I remember coming back from the office after the Four Seasons breakfast with Zier when he launched Red Zebra for Snyder, and my colleagues and I made fictional bets on how long the marriage would last. I knew Snyder had recruited ESPN programming phenom Mark Shapiro into his orbit, so I didn't give Zier much of a chance. How many egos can you fit in a luxury suite?
"Dan gave me a great opportunity," Zier said.
He was the founding CEO of RedZebra Broadcasting (Zier named it). It's the home of the Redskins, ESPN radio, John Riggins' show. It launched in 2006 and Zier was gone a year later.
The parting was amicable.
"It was a chance to be part of something new., something private not public. Dan is one of the best entrepreneurs in the world. I learned a lot. When you sit in a board room with an entrepreneur like Dan, they tell you about all the mistakes they made and tell you not to make the same. When you sit in a corporate board room of a public company with anybody who has a bigger title than you, they have never made a mistake in their life and they say, 'Well, we did that and it was a great success.' "
I asked Zier what he learned from Snyder.
"Dan is great at making decisions. He didn't get caught up in things that were insignificant. He stayed on point. He was unencumbered that way. He was very specific on how to create a hub-and-spoke radio network that made sense. We were looking at radio in traditional ways. Dan said, 'No. Here is a better idea. Here is how we can maximize assets and talent to grow the business faster.' "
It is unclear to me how well Red Zebra is doing these days. Snyder is rumored to be looking for buyers, but the Redskins have vigorously denied it. The signals from the various FM and AM radio stations that Snyder has cobbled together are challenging, to say the least.
Bennett has launched his own consulting company in North Potomac called Umansky Wyatt Zier Consulting. It helps small and mid-size companies make decisions on how to grow. His partners are Ken Umansky, a former executive at Arnold Communications, and businessman Jeff Wyatt, whom Zier knows from radio.
"We are in health care, technology, cable TV, radio, publishing and help out a couple of sports teams." He won't discuss his client list, other than to say one of them is The Presidential, the Northern Virginia golf course where businesspeople can schmooze with each other.

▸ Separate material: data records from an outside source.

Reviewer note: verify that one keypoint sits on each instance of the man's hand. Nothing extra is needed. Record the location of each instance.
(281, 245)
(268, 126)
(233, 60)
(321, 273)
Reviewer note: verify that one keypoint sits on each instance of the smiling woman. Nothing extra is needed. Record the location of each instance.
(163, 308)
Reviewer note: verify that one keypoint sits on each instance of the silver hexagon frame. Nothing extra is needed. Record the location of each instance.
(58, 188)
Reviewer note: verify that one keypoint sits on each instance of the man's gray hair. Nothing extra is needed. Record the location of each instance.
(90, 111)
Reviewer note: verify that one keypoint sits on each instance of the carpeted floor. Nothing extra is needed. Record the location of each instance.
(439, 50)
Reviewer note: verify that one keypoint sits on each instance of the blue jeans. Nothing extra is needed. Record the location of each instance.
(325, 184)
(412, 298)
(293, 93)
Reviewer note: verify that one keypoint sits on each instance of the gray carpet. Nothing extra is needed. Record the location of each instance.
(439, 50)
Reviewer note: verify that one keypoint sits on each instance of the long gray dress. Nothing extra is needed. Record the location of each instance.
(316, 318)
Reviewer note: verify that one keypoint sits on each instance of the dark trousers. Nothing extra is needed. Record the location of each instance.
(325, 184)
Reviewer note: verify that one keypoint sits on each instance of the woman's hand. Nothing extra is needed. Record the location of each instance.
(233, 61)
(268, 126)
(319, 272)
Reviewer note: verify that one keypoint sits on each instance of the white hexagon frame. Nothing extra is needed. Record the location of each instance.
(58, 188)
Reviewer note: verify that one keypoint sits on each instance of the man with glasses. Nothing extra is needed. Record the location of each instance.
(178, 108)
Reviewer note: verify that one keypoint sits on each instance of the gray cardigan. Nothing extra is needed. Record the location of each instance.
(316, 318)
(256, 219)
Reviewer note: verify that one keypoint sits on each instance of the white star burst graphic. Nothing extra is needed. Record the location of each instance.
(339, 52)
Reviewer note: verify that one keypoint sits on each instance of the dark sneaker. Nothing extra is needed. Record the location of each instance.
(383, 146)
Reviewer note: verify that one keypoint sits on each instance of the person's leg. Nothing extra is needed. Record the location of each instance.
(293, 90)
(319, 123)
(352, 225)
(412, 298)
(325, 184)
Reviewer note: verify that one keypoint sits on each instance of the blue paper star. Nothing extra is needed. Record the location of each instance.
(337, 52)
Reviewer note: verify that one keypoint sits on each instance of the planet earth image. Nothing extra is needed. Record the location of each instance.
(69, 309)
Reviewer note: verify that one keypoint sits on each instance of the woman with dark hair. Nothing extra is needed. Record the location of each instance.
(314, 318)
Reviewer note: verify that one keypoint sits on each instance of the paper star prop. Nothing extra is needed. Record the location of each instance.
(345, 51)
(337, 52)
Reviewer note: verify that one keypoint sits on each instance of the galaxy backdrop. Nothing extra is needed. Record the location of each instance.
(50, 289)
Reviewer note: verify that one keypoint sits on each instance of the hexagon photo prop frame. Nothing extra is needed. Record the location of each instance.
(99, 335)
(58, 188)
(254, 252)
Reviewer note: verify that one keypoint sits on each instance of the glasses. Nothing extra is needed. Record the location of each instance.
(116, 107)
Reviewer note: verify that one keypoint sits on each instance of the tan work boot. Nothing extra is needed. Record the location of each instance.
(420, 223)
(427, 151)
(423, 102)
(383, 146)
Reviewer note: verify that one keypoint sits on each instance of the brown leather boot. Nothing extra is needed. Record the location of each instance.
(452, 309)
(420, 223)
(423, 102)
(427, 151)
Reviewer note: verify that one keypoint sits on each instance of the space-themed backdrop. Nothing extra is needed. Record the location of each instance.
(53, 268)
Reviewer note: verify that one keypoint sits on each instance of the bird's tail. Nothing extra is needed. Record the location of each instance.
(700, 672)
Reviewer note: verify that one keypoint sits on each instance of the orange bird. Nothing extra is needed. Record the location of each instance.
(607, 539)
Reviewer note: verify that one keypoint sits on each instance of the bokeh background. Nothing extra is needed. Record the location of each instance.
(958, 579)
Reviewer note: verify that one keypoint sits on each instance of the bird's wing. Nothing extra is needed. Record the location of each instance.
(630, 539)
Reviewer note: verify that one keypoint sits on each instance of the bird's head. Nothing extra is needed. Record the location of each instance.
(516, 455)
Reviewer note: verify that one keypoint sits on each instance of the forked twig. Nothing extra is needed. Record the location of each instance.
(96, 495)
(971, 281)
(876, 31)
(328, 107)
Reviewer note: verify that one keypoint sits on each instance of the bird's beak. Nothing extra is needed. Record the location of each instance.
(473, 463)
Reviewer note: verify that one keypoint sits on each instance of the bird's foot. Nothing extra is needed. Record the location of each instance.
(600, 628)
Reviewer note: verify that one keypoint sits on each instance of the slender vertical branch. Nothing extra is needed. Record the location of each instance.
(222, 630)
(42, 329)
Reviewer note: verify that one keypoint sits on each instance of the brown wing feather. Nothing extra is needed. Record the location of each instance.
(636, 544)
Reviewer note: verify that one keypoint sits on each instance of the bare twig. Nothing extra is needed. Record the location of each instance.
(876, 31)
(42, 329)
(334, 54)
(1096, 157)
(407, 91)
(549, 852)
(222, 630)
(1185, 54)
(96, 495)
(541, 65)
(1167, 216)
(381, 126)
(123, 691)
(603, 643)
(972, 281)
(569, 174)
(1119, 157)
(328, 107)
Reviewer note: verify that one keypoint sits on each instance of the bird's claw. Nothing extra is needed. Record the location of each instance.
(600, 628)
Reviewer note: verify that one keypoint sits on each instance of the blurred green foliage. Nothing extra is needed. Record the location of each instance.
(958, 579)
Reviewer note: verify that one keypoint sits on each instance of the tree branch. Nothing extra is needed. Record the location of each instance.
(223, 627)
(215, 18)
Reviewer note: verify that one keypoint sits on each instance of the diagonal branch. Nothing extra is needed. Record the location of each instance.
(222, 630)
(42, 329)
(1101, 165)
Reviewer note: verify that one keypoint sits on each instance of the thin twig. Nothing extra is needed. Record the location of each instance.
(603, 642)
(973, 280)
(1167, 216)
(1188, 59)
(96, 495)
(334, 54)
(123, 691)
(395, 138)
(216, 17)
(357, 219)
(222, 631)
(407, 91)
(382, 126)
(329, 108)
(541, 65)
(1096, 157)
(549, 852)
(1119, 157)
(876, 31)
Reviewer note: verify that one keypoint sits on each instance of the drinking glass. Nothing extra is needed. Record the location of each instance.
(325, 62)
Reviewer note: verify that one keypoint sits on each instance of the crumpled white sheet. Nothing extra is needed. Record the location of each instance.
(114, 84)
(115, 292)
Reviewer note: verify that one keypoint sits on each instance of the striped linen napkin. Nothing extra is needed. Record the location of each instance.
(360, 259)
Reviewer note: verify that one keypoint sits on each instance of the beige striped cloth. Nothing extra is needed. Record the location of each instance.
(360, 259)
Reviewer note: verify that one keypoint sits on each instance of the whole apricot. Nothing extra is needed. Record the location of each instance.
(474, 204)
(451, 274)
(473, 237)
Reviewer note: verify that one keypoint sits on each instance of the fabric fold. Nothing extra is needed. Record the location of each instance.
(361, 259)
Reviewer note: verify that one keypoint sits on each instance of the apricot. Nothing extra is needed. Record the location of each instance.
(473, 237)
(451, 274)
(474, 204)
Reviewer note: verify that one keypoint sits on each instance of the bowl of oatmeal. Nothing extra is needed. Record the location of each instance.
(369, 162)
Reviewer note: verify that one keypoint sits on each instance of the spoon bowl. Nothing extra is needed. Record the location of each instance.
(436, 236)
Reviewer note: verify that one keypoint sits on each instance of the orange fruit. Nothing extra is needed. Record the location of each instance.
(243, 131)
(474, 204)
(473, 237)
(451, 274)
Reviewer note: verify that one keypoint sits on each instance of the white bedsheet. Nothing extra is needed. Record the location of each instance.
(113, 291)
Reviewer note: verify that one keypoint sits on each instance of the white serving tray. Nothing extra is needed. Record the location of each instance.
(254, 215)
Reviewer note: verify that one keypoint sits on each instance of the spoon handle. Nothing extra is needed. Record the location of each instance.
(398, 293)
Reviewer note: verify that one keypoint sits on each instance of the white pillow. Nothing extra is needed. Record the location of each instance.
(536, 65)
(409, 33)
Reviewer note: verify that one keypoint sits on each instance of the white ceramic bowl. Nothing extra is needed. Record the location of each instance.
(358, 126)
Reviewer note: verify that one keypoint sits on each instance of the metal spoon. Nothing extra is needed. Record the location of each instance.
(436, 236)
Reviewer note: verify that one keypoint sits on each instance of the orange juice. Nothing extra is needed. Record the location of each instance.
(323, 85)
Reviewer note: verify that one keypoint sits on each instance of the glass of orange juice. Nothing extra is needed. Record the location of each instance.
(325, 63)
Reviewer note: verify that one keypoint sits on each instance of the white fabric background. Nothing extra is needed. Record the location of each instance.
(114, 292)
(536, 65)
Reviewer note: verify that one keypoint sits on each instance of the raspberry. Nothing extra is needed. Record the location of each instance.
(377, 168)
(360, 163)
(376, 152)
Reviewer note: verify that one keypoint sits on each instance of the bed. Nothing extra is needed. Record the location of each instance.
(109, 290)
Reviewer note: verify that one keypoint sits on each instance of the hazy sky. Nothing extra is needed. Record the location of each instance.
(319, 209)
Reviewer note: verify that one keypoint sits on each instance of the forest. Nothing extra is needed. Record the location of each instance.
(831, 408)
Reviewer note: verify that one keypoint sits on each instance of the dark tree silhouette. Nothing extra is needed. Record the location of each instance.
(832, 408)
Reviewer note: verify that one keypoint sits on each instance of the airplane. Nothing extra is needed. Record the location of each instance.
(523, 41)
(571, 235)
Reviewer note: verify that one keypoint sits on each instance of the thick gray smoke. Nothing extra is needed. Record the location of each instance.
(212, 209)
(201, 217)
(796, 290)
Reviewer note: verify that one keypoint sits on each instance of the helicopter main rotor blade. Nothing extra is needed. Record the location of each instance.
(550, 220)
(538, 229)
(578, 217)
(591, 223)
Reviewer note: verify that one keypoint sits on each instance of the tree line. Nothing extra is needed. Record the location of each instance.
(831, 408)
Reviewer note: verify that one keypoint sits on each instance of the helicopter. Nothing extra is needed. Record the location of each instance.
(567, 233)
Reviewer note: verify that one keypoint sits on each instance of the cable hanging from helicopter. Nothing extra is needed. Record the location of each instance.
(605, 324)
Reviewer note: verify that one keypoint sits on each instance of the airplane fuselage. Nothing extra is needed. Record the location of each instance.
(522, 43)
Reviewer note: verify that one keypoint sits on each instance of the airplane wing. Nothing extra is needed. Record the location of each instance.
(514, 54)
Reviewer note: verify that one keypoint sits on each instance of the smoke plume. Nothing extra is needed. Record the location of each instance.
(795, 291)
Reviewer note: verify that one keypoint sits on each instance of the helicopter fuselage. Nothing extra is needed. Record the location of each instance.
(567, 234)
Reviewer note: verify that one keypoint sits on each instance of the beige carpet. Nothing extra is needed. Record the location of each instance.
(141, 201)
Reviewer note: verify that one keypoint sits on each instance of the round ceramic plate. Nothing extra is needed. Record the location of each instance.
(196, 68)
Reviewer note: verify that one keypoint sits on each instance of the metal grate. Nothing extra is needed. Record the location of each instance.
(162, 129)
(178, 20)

Augusta, it ain't.
"You can have a 9 iron and a cell phone in your hands at the same time," Zier said.
Bennett lives a short drive from his office, in leafy, upscale Potomac. I asked him what he has done with all the money he has made, thinking he would recite a laundry list of real estate, stock, bonds and other investments.
Nope. He has three sons at Georgetown Prep, an aging mother-in-law and an aging mother. The tuition bills alone amount to a $75,000 annual bill - net after taxes.
"I am compensated well, but I'm not rich. As I drive down River Road, there are lots of bigger houses and cars than mine. One of the things in a changing world is people are living longer, and I have other people to look after. I would say we are family-based and family-invested."
But as he sends his boys off to school in the morning, they are wearing the neckties he has accumulated over the years. As they walk out the door, those ties remind him of career accomplishments writ small and large, and he said it makes him smile.